С раннего утра до ночи Александр оставался в ротах – обедал и ужинал у солдатского котла – и возвращался на квартиру к дяде в Преображенском полку в такой усталости, что оставалось только спать. С дядей, тоже очень занятым в своем полку, Александр виделся мельком, они мало говорили между собой, встречаясь только рано утром за чаем и изредка вечером, когда удавалось поужинать вдвоем.
Как-то дядя сказал:
– Брат Василий спрашивает письмом, как ты здоров, как служишь. Жалуется, что ты ему давно не пишешь.
– Я ему все разом отпишу подробно.
– Напиши не отлагая.
Суворов тут же сел к столу, сдвинул в сторону книги, очинил перо и написал отцу:
«Здоров. Служу. Учусь.
Суворов»Привезенные из Москвы книги ни разу не раскрывались, кроме «Parlê Francê». На книге Квинта Курция об Александре Македонском лежал рукописный устав полевой и караульной службы.
В марте полковые штапы баллотировали отличных солдат, и Александр Суворов, прекрасно аттестованный ротным командиром, получил отделение.

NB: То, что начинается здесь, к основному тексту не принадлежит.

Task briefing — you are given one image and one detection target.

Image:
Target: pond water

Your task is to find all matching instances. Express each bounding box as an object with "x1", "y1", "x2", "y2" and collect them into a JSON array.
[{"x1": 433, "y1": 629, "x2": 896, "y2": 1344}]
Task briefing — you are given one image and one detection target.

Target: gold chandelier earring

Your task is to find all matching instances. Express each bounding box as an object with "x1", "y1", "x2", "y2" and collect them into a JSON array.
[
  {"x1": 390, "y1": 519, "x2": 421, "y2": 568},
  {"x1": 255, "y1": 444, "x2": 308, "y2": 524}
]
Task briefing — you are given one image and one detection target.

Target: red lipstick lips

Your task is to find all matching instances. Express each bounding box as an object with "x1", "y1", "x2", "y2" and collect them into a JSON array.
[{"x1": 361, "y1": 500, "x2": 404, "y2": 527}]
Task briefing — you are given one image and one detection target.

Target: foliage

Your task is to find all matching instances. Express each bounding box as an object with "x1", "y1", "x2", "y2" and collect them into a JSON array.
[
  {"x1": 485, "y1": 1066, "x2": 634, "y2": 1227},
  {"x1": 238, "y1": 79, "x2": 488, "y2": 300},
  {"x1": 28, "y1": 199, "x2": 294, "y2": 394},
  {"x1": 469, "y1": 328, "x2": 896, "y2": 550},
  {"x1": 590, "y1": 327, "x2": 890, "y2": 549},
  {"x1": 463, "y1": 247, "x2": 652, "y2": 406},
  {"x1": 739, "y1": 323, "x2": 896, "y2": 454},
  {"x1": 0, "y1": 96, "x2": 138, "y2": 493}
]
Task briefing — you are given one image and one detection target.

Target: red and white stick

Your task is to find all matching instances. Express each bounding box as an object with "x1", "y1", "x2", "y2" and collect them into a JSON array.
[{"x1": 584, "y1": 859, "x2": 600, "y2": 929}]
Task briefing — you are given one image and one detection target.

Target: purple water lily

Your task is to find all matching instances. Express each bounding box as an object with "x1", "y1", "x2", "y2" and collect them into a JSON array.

Это прибавило ему забот. Пришлось следить, чтобы солдаты выходили в караул хорошо одетыми и на постах не засыпали. Надлежало уравнивать наряды, поручения и работы, разбирать споры молодых солдат, дрязги старых солдат с женами и ссоры солдатских жен между собой. Приходилось еще водить караулы, ставить часовых, проверять посты и пикеты в полку и в городе, у домов полкового командира и графа Лестока, лейб-медика Елизаветы, и, наконец, самому стоять часовым у Зимнего дворца на Мойке, при покоях великого князя Петра Федоровича.
Приближалась весна, а Суворову еще не удалось встретиться со своими сверстниками, записанными вместе с ним в полк в 1742 году в Москве. Князя Сергея Юсупова Александр видел только издали, когда он приезжал на плац в карете, поставленной на полозья. В ротах ни Юсупов, ни оба князя Волконских, ни Долгорукий ни разу не попались Суворову на глаза.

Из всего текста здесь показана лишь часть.